Paul Stockford, Chief Analyst, Saddletree Research
3 minute read
By Paul Stockford, Chief Analyst, Saddletree Research
Posted in Customer Engagement
There's nothing particularly new about moving the contact center to the cloud in 2019. We've all heard the reasons why the move to the cloud is the right thing to do and, in some cases, we've heard the counter-arguments for keeping the contact center on good ol' terra firma.
The contact center cloud migration is a study in steady growth, with about half the North American market in the cloud following a steady upward trend over the past five years. Cloud migration is one of the market trends we've been tracking in our annual survey of contact center professionals, which Saddletree Research conducts each year in conjunction with the not-for-profit National Association of Call Centers (NACC).
We first asked our research participants about their cloud presence during our 2012 survey, the results of which were published in early 2013. At that time, we found only 9.2 percent of the market had any sort of cloud presence, hybrid or otherwise. Five percent of the market planned to make some sort of move to the cloud in 2014. Twenty-eight percent of our respondents waffled when it came to the cloud. They weren't in it, didn't have any solid plans to move to the cloud, but didn't rule out a move to the cloud at some point. The remaining 57.5 percent stated that they had no intention of ever moving to the cloud.
Fast forward to our 2019 survey of contact center professionals and the results of our survey question about cloud presence yielded the responses in Figure 1 below. Last year's results are also presented in this graph to provide some perspective on cloud migration growth.
Figure 1: Contact Center Cloud Presence: 2019
Source: Saddletree Research
What I found most interesting in comparing 2012 to 2019 is the percentage of the market with nothing in the cloud. Those who stated their intention to move to the cloud in the future, or were unsure about the move to the cloud back in 2012, seem to have made the move over the past seven years. The percentage of contact centers with no cloud presence has only changed by about ten percent -- a relatively insignificant change.

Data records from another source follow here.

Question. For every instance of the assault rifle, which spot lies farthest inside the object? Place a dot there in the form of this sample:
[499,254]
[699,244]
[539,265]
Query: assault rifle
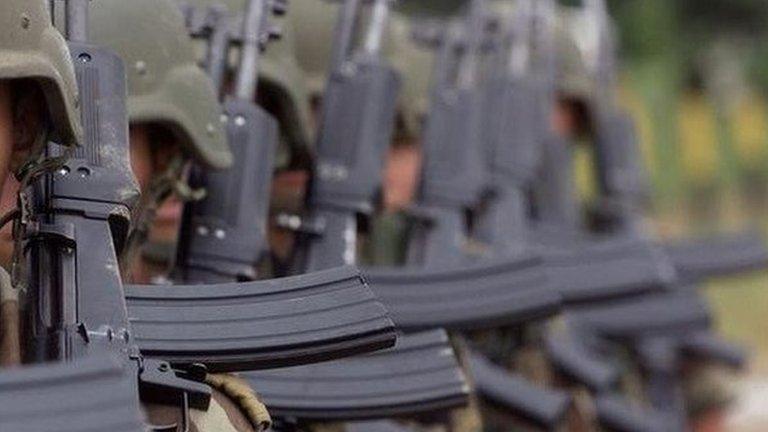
[90,393]
[274,323]
[424,374]
[356,125]
[677,313]
[514,128]
[73,222]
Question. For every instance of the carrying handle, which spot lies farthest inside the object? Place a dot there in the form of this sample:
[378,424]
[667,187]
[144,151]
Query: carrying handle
[377,27]
[520,32]
[245,87]
[77,20]
[345,30]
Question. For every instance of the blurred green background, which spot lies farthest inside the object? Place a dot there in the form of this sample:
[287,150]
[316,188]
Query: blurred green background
[695,75]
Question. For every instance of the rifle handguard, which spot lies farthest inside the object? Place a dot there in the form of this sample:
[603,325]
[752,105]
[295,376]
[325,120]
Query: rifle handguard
[580,365]
[420,375]
[274,323]
[376,426]
[719,256]
[543,407]
[616,414]
[666,314]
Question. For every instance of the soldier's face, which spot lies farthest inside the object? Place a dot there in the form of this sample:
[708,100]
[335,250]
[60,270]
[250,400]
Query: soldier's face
[21,119]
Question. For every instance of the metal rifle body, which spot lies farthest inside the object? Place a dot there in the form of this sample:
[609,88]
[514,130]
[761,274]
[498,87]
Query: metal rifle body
[357,120]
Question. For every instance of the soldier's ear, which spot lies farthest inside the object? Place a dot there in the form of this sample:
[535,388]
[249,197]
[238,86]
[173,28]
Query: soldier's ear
[30,117]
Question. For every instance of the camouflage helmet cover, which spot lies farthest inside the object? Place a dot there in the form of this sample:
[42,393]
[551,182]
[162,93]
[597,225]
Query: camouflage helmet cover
[31,48]
[165,84]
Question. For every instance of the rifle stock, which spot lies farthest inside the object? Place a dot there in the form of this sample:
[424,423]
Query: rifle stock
[265,324]
[91,393]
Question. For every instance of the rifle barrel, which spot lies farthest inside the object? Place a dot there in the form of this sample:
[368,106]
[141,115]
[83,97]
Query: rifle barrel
[245,87]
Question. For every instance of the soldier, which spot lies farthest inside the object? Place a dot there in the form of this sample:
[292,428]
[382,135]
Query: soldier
[173,111]
[38,103]
[174,119]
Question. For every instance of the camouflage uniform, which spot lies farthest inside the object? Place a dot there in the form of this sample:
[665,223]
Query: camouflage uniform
[705,384]
[33,53]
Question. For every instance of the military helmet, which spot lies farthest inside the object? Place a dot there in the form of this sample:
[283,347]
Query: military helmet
[31,48]
[576,70]
[315,21]
[281,79]
[165,84]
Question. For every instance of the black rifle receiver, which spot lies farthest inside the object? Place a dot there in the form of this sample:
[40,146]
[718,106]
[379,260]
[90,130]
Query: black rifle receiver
[542,407]
[717,256]
[511,131]
[431,354]
[453,175]
[357,120]
[224,235]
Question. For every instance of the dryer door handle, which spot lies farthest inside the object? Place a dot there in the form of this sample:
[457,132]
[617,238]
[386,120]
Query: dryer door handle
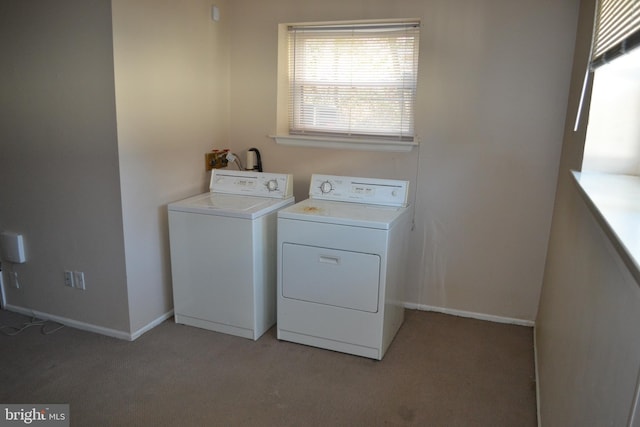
[326,259]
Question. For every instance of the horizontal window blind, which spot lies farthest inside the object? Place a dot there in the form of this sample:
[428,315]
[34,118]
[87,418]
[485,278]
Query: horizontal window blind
[617,30]
[353,80]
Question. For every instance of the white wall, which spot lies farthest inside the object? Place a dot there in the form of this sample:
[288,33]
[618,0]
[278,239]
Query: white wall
[492,93]
[91,156]
[59,167]
[588,351]
[171,70]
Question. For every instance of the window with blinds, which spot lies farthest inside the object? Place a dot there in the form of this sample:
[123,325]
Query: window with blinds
[617,30]
[355,80]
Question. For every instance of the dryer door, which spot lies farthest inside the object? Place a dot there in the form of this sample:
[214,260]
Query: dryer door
[332,277]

We were interested in better understanding the factors that are driving cloud growth, and what factors are preventing cloud migration -- so we asked. The overwhelming factor preventing the move to the contact center cloud, cited by 61.3 percent of our research participants, was security issues. While trepidation regarding data in the cloud is understandable, it is also important to remember that the most popular CRM software solutions are cloud products. I find some irony in the likelihood that many who object to the cloud contact center due to security concerns are probably already in the cloud with their CRM solution.
We also asked our research participants who were already in the cloud what motivated them to move their contact center to the cloud in the first place. We were expecting to hear the standard reasons touted by most vendors; e.g., cost savings, automatic upgrades, and ease of implementation. Instead, what we found was that practicality ruled the cloud decision process -- 77.2 percent of those in the cloud cited disaster recovery as their primary reason for moving to the cloud.
Disaster recovery is a challenge that is as old as the contact center industry itself, and the industry has answered the challenge over the years with solutions such as disk mirroring, failover servers, and offsite mainframes that could be loaded with backup tapes. Today, disaster recovery is inherent in the cloud as data can reside in servers at any location in the network and Recovery as a Service (RaaS) offers a strategy for securely storing and maintaining copies of records in a cloud-computing environment for rapid disaster recovery.
The contact center industry has always been an industry of practicality, mostly out of necessity. That hasn't changed and likely will not change in the future. As the contact center industry continues its inevitable migration to the cloud, practicality will continue to be an important driving factor.